Hard Time

“Do you think our doctor shouldn’t treat your broken hand because someone else has breast cancer and needs more intense medical attention? You deserve to make the best recovery you can from your experience.”

 

 

“But the other people here didn’t choose to be tortured,” I burst out. “I chose to stay at Coolis. If I’d followed my lawyer’s advice and made bail, none of the rest would have happened.”

 

“So you blame yourself for your misfortunes. But many of the people here torment themselves in the same way: if I had not gone back to my home that morning, if I had followed my mother’s wishes and gone to see her, if I had not signed that petition. We wish we had power over our fates, and so we blame ourselves when something goes wrong. You wanted to stay in Coolis to try to understand what happened to a poor young woman you tried to help. I think that was noble. And you cannot blame yourself for the fact that men—and women—with unlimited power over the lives of others used that power in very sadistic ways. If Coolis were run along humane lines—well, your young friend would not have died to begin with.”

 

I tried to accept his advice, but my dreams were still so shocking that I often dreaded going to sleep. I knew if I could only rest properly, I would recover more rapidly.

 

“What will help you sleep?” he asked the next time we talked.

 

“If I could stop feeling so humiliated. I know I can’t shut down Coolis. I can’t change any prison anywhere in America. All these degradations will go on and on for any woman who lands there, the sex talk and the rape and whatever else. The law makes it almost impossible for a woman to lodge a complaint, and even if she does, the guards have so much power they can stop her voice.”

 

Freeman Carter was filing lawsuits for me—one against the Chicago Police Department for the violence committed against my person and against my office by Douglas Lemour. The other was against the Illinois Department of Corrections for my injuries there. Bryant Vishnikov was studying the OR films of my injuries and thought he might be able to prove they’d come from a particular set of boots. Such as those of the man Hartigan out at Coolis.

 

“But these cases will take years to work through the courts,” I told the Berman psychologist. “By that time I could be out of business and too broke for a settlement to help me. I want Robert Baladine to pay a price now for siccing his bent cop on me and for having me arrested on a trumped–up charge. I want that cop out of the force, and I want Baladine publicly exposed.
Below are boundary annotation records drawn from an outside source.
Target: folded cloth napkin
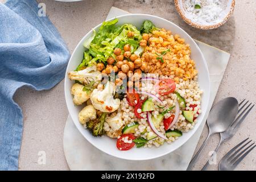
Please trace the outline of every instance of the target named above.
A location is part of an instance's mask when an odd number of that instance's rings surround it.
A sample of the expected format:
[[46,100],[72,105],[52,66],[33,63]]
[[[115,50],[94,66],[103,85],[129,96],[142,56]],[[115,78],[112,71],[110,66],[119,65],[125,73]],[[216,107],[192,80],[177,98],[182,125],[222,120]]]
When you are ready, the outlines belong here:
[[0,3],[0,170],[16,170],[23,115],[13,97],[27,85],[49,89],[65,75],[69,53],[35,0]]

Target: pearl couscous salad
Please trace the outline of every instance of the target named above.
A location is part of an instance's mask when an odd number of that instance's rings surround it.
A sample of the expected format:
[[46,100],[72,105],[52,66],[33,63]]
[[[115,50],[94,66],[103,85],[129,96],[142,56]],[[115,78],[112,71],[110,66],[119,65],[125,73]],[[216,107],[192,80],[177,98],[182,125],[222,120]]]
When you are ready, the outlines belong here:
[[105,22],[86,40],[83,60],[68,73],[80,122],[119,150],[171,144],[193,129],[202,91],[189,46],[145,20]]

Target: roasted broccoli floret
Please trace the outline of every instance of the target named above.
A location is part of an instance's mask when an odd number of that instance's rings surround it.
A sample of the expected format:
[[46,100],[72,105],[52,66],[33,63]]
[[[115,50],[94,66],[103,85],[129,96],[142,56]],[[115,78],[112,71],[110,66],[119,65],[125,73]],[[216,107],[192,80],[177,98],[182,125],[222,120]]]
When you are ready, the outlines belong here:
[[94,136],[101,136],[105,134],[103,129],[106,113],[102,113],[98,119],[89,121],[87,123],[87,128]]

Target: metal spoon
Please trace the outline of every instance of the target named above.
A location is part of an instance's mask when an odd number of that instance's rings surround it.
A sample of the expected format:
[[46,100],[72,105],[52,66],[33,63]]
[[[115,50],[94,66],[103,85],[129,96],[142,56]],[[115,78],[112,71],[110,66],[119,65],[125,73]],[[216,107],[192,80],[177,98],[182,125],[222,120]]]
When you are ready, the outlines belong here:
[[234,97],[228,97],[219,101],[212,108],[207,119],[209,134],[197,153],[190,162],[187,169],[191,171],[196,162],[207,143],[209,138],[214,134],[224,132],[234,121],[238,111],[238,102]]

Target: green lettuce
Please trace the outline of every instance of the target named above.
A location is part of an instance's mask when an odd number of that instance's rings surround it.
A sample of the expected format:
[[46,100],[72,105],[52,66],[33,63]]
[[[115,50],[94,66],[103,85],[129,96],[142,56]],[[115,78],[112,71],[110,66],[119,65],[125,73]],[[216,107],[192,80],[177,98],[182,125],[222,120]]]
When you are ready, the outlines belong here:
[[[86,56],[84,56],[79,68],[99,62],[106,65],[109,57],[115,57],[114,49],[115,48],[122,49],[126,44],[131,45],[132,53],[137,49],[139,42],[142,39],[141,32],[131,24],[117,26],[118,22],[118,20],[115,19],[103,22],[99,31],[94,32],[92,37],[85,42],[84,46],[88,50],[85,51]],[[133,38],[127,36],[129,31],[134,32]]]
[[152,32],[153,30],[158,30],[158,28],[155,27],[155,26],[150,20],[144,20],[142,24],[142,26],[141,28],[141,33],[146,33]]

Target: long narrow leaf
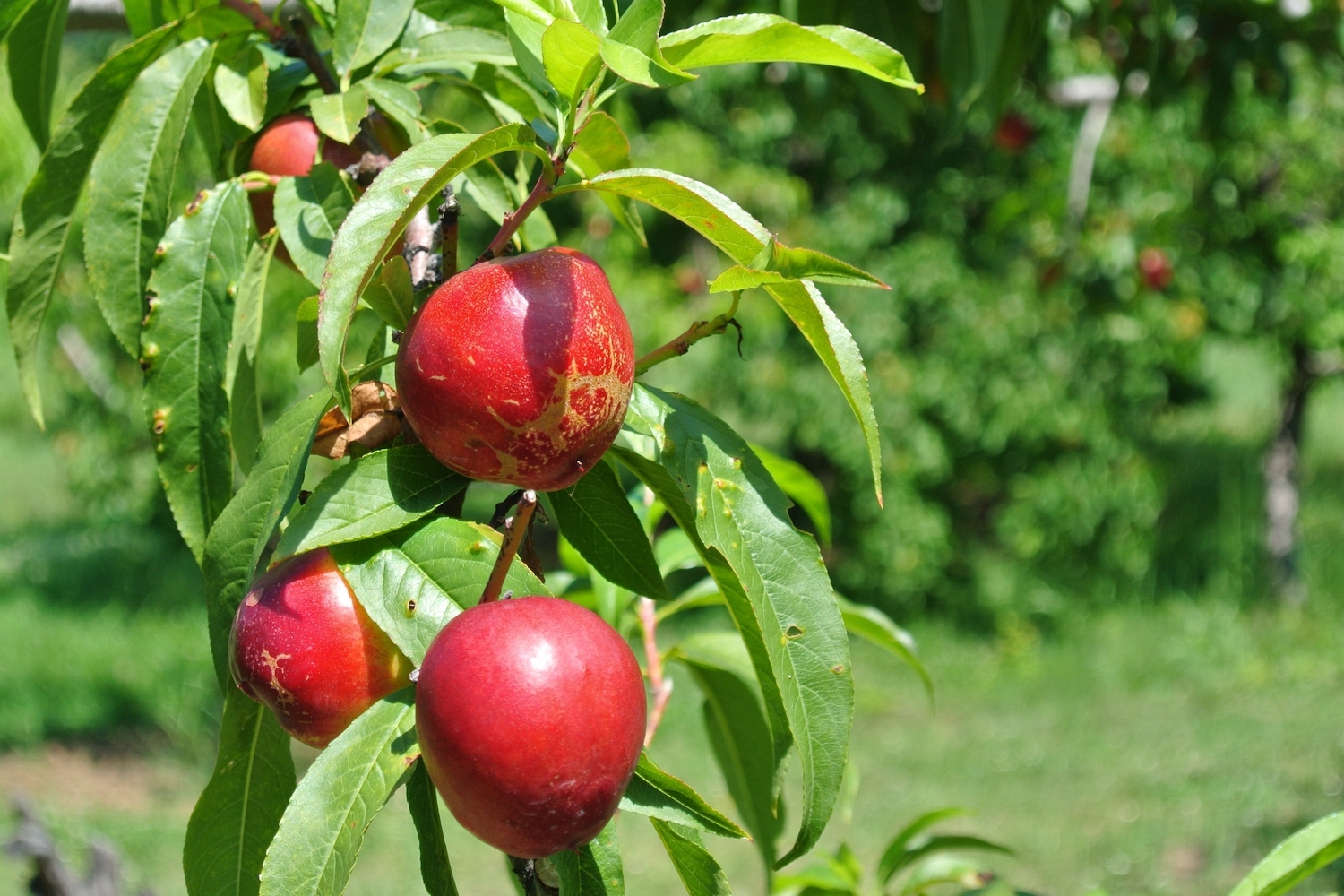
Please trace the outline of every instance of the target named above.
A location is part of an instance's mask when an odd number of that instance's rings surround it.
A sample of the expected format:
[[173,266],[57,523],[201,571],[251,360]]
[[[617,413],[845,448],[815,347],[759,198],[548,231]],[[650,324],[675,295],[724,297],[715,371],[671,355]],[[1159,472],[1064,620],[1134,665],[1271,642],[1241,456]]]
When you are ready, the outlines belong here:
[[230,688],[215,772],[187,822],[187,893],[255,896],[266,848],[292,793],[289,735],[266,707]]
[[206,535],[233,496],[224,368],[233,296],[253,224],[237,181],[202,191],[172,223],[149,278],[140,365],[159,478],[177,531],[199,562]]
[[340,893],[374,817],[419,758],[415,689],[379,700],[294,790],[261,869],[261,896]]
[[145,286],[171,218],[179,150],[212,56],[214,46],[196,38],[141,71],[89,172],[89,282],[132,356],[140,353]]
[[38,424],[42,395],[34,367],[42,321],[56,289],[70,218],[108,125],[136,78],[169,44],[176,26],[164,26],[108,58],[71,101],[28,181],[9,236],[9,341],[19,382]]
[[206,615],[215,678],[230,692],[228,631],[234,614],[261,563],[266,543],[289,512],[308,467],[308,449],[317,422],[331,406],[325,392],[310,395],[285,411],[266,431],[257,462],[243,488],[215,520],[206,539],[202,572],[206,578]]
[[[589,189],[629,196],[684,222],[739,265],[749,265],[773,239],[758,220],[719,191],[681,175],[629,168],[598,175]],[[853,336],[809,281],[767,283],[766,293],[784,309],[835,379],[863,426],[874,488],[882,502],[882,445],[868,394],[868,372]]]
And of course I need him off my back if I’m ever going to run my business again.” Miss Ruby had told me if I wanted to eat revenge it would give me indigestion, but it seemed to me passivity was making me sicker than revenge ever would.

 

The psychologist didn’t exactly endorse my wish: he told me he thought it was helpful to imagine a recovery of my own power and see where that left me.

 

A recovery of my own power meant I needed to recover my physical fitness. I began working out in greater earnest. Four weeks after I was found on the expressway, I ran a wobbly mile, but after that my strength grew measurably every day. On the Thursday before Labor Day, as the El Ni?o heat finally subsided into a bearable warmth, I felt ready to move on.

 

 

 

 

 

43 Planning Session

 

 

I’d decided it was time to move on, but I wasn’t sure where to go. My own apartment would leave me a sitting duck as soon as Baladine learned I’d surfaced. For the same reason, I resisted Lotty’s invitation to come home with her: I’d rather be killed than endanger her life one more time in one of my exploits.

 

It was Morrell who suggested that I spend a week or two in Father Lou’s rectory. I kept asking him to make sure he’d discussed it with Father Lou and that the priest understood the potential risk; Father Lou in the end sent me a terse note saying I was welcome as long as I didn’t smoke. The kids around the school were used to strange families moving in and out as the priest offered refuge to people who’d been evicted or were seeking sanctuary; they wouldn’t blow my cover through idle chatter around the neighborhood. And so the Friday before Labor Day I moved from the modern, warmly furnished rooms of the Berman Institute to a narrow bed under a crucifix and a bathroom holding a badly stained tub and toilet. It was still a big step up from Coolis.